Chiunque vorrebbe sapere cosa diavolo sia passato per la testa di Matteo Salvini il giorno in cui ha deciso di staccare la spina al primo governo populista d’Europa, senza nemmeno premurarsi di chiudere prima il Parlamento, come ha fatto prudentemente Boris Johnson in Gran Bretagna. Forse, un giorno lo racconterà. Ammesso che non abbia già rimosso le ragioni del suo auto-inflitto 25 luglio, come l’ha definito Alessandro Giuli.
Sta di fatto che, per farsi accettare, e dunque sperare di poter andare al governo, Marine Le Pen ha dovuto puntare sulla strategia della dédiabolisation, scrollandosi di dosso le anticaglie del vecchio partito guidato dal padre, il fantasma della Repubblica di Vichy, la memoria dell’Algerie française, i campi di concentramento definiti un”dettaglio” della storia, le fascisterie. Per convincere i francesi di non essere (più) un pericolo pubblico. Cercando di presentarsi di fronte a loro dicendo: “Ehi, siamo come tutti gli altri, potete votarci tranquillamente, non abbiamo in mente nient’altro che di governare secondo le regole stabilite”.

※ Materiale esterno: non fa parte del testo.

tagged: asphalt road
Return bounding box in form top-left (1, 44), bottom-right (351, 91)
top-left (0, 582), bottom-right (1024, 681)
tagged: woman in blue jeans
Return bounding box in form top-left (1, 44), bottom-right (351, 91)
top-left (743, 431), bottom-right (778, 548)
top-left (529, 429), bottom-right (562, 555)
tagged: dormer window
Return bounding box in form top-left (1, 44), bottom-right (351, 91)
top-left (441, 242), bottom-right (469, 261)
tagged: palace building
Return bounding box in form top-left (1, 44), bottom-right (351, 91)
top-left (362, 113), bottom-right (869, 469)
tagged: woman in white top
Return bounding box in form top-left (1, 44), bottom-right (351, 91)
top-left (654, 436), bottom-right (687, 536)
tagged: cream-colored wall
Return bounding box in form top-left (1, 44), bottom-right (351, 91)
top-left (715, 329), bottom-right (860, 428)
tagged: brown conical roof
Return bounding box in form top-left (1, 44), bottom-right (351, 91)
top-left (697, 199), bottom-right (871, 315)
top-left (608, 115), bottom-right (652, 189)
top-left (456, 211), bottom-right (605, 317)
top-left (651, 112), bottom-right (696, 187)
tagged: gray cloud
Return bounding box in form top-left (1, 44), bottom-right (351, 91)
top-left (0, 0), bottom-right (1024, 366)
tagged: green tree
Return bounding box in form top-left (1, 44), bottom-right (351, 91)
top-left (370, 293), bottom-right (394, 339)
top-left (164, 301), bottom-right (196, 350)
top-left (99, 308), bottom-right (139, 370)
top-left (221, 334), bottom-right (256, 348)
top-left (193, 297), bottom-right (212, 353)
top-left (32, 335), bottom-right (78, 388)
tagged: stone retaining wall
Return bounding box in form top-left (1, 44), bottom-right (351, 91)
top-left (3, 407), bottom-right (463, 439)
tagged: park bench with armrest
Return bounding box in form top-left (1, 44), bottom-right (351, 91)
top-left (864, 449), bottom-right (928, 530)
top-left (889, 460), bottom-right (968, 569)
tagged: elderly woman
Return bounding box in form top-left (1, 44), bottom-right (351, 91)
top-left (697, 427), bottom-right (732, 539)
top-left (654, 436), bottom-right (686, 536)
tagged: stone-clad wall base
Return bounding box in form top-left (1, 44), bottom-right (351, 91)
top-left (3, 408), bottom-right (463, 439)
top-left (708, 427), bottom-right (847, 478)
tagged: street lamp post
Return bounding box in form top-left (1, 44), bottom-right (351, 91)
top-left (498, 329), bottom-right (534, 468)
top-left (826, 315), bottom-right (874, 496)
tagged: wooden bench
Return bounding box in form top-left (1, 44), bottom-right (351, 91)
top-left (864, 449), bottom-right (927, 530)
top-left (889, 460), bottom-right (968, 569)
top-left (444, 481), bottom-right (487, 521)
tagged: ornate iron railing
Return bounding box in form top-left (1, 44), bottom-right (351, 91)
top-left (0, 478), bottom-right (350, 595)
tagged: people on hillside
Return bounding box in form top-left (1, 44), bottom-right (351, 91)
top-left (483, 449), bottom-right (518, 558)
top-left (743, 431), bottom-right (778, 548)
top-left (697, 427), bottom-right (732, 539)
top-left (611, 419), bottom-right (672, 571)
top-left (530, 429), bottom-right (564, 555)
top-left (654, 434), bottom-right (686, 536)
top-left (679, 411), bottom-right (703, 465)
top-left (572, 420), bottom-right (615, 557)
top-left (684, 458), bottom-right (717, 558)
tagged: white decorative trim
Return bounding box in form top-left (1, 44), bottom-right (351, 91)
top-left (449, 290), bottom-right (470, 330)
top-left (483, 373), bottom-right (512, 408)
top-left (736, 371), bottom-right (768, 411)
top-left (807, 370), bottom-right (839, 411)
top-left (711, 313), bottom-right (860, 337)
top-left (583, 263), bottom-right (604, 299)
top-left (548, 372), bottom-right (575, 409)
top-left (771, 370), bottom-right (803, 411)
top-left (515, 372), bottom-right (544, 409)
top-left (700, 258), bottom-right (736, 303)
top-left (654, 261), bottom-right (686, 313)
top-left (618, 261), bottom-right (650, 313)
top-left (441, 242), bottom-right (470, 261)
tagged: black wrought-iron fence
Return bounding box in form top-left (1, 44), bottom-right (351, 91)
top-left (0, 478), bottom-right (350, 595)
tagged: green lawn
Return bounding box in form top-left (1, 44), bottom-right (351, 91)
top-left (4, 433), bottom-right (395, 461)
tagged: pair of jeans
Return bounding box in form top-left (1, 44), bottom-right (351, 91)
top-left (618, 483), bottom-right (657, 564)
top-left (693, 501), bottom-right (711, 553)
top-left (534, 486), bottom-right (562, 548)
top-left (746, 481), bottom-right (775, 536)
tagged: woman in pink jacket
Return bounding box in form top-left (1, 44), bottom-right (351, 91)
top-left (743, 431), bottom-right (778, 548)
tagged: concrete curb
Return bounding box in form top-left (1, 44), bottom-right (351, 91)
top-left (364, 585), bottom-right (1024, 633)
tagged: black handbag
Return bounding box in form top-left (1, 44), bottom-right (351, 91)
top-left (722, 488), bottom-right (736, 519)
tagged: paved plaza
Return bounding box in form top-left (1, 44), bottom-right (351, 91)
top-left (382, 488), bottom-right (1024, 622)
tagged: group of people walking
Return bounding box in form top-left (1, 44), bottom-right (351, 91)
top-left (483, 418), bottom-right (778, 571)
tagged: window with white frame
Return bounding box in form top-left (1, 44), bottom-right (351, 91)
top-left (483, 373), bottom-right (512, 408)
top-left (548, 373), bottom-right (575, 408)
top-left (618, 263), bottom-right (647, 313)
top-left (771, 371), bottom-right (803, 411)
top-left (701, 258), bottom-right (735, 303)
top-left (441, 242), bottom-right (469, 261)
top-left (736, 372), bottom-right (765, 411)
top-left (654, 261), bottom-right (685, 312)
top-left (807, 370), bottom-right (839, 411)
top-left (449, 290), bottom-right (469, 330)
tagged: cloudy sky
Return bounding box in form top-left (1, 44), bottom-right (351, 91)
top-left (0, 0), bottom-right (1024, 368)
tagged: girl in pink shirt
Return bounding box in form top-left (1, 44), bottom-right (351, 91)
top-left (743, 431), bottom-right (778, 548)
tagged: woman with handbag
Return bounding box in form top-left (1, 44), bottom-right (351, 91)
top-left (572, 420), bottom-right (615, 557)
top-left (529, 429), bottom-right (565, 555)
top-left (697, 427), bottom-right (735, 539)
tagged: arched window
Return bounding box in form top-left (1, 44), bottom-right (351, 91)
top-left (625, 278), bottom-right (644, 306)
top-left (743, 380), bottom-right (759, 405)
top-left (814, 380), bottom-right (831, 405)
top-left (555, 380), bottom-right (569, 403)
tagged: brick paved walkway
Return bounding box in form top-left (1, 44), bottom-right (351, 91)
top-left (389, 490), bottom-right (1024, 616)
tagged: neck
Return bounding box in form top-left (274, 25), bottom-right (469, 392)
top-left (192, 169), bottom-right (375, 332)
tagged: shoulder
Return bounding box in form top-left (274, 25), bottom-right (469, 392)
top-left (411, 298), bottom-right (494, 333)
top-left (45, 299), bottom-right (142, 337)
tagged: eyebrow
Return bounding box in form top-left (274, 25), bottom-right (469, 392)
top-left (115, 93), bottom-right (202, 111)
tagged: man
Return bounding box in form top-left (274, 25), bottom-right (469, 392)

Matteo Salvini si è andato a cacciare proprio lì, nella ridotta dei banditi dal sistema, nella tana del lupo brutto sporco e cattivo, nel rifugio dei pericolosi
Matteo Salvini, invece, il giorno in cui ha chiuso l’esperienza gialloverde, è sceso dal palco del suo comizio, a Pescara, e ha chiesto agli italiani di dargli i “pieni poteri”. Tenendo a specificare di avere anche una certa fretta di ottenerli. Incurante dei regolamenti parlamentari, delle prerogative degli eletti, e dei mojito che i suoi colleghi stavano bevendo in spiaggia, seppure lontano dal Papeete. “Deputati e senatori alzino il culo e vengano in Parlamento”, ha intimato. Non nascondendo un certo disprezzo per i ritmi della democrazia parlamentare. Come va ancora di moda fare. Sottovalutando, però, che anche il fastidio anti-casta è un sentimento da maneggiare con cura. Almeno, in certe circostanze.
E insomma Matteo Salvini è andato nella direzione opposta a quella che ha percorso Marine Le Pen, che pure è stata il suo modello di riferimento per la nazionalizzazione della Lega. E mentre la Signora in nero ha speso gran parte della sua carriera nel cercare di togliersi dall’angolo in cui gli avversari hanno stretto il padre Jean-Marie − l’appestato minaccioso, l’anti sistema da arginare con tutto il buon cuore democratico, l’uomo contro il quale era necessario alzare gli argini repubblicani − Matteo Salvini si è andato a cacciare proprio lì, nella ridotta dei banditi dal sistema, nella tana del lupo brutto sporco e cattivo, nel rifugio dei pericolosi.
Ha schierato di fronte a sé il plotone della propria esecuzione, fornendo agli avversari un collante dentro il quale trovarsi uniti in nome del no a lui. Per di più, dando al presidente del consiglio del governo che ha fatto nascere − quello gialloverde − la possibilità di dirgli, senza risultare a molti improprio: “Matteo, ti ho sentito invocare le piazze a tuo sostegno. Questa tua concezione, permettimi di dirlo, mi preoccupa”.
Matteo Salvini non ha dietro di sé nemmeno il passato di una Giorgia Meloni, l’eredità di un partito nipote di Almirante, arrivato alla fine della storia della destra post fascista italiana. Anzi, avrebbe dalla sua parte l’esempio di un padre come Umberto Bossi, che, il 25 aprile del 1994, mentre in piazza si riadattava l’antifascismo alla lotta contro Berlusconi, andò tra i manifestanti a ribadire che la lega Nord non era antifascista così, era anti fascista cosììì. Marine Le Pen si è dé-diabolisé. Salvini, invece, ha fatto il contrario: si è auto demonizzato. Certo, potrà sempre dire: “Tanti nemici, tanto onore”. Però.